I would have liked to find a word, perhaps, for that hand gesture of squeezing thumb and middle finger in order to indicate to the viewer, “wait.” But no, we Jews are not quite that lucky. Instead, what distinguishes our culture is that ours is the only language in the world that has the word “agunah.”
An agunah is a woman indefinitely stuck in an unwanted marriage, in which the husband is gone but she is still considered married. It is the word for a woman’s perpetual state of limbo, in which she is chained to a man who has complete freedom to move, marry, produce offspring and live a normal life. The cruelty reflected in a society that enables even one agunah to exist — and accepts this situation as a reality to such an extent that it gives her a name — should bring us all enormous shame.
International Agunah Day is marked on Ta’anit Esther, which this year falls on Thursday February 25. I think it’s fitting but tragic to combine the Esther story with the agunah story. After all, according to the traditional story, Esther was trapped in an unwanted marriage as well, to King Ahasverosh, a man known for murdering disobedient wives and around whom Esther had to completely disguise her identity.
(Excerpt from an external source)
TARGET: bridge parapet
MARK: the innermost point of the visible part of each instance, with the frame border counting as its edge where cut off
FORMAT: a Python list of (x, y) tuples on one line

In this marriage, Esther sacrificed her own freedom, her own dreams, and her own life, presumably for the sake of the Jewish people — although it takes several chapters of the book and an indeterminate number of years for a threat to surface. I hate to say this but in a way, it’s a good thing Haman came along and gave her enslavement a greater purpose. If not, her sacrifice would have been for naught.
This year, ICAR (The International Coalition of Agunah Rights), an umbrella organization representing 28 groups that work on the agunah issue, has initiated several important events and activities for Agunah Day. First of all, ICAR helped draft a bill for agunot that will be submitted on Thursday by Kadima MK Orit Zuaretz, the greatest champion of women’s issues in the current Knesset (though unfortunately, since her party is in the opposition, her initiatives often do not go very far.) In any case, the bill proposes turning Agunah Day into a nationally recognized “holiday, and calls for greater legislative attention to the plight of agunot.
In addition, ICAR has initiated a Study Day throughout Israel on the issue of recalcitrance, and has widely distributed a source booklet for group study. The booklet is available in English or Hebrew. ICAR also ran an accompanying seminar for training seminar moderators on the subject.
There is also the “Cinema-get” traveling program and study group, to be held over the next week at Seminar Hakibutzim at the Hadar Cultural Center in Haifa, at the Israel Bar Association, and at the Schechter Institute in Jerusalem.
Meanwhile, Yael Levine, known for creating beautiful prayers specifically for women’s lives, has written a special “mi she’berach” prayer for agunot that can be recited in synagogue on Purim or on Shabbat Zachor.
Finally, ICAR and all its member organizations urge Jewish couples getting married to sign halakhic pre-nuptial agreements, to protect themselves against recalcitrance (un-romantic for sure, but so is buying life insurance). One recently married couple even signed right there under the chuppah, and talked about the issue as they were getting married. The couple has my utmost respect for doing that. They are saying that even on our happiest days, just as we remember the destruction of the Temple and the lives that were destroyed, so, too, we must not forget the agunot, and we must not leave them behind to suffer alone.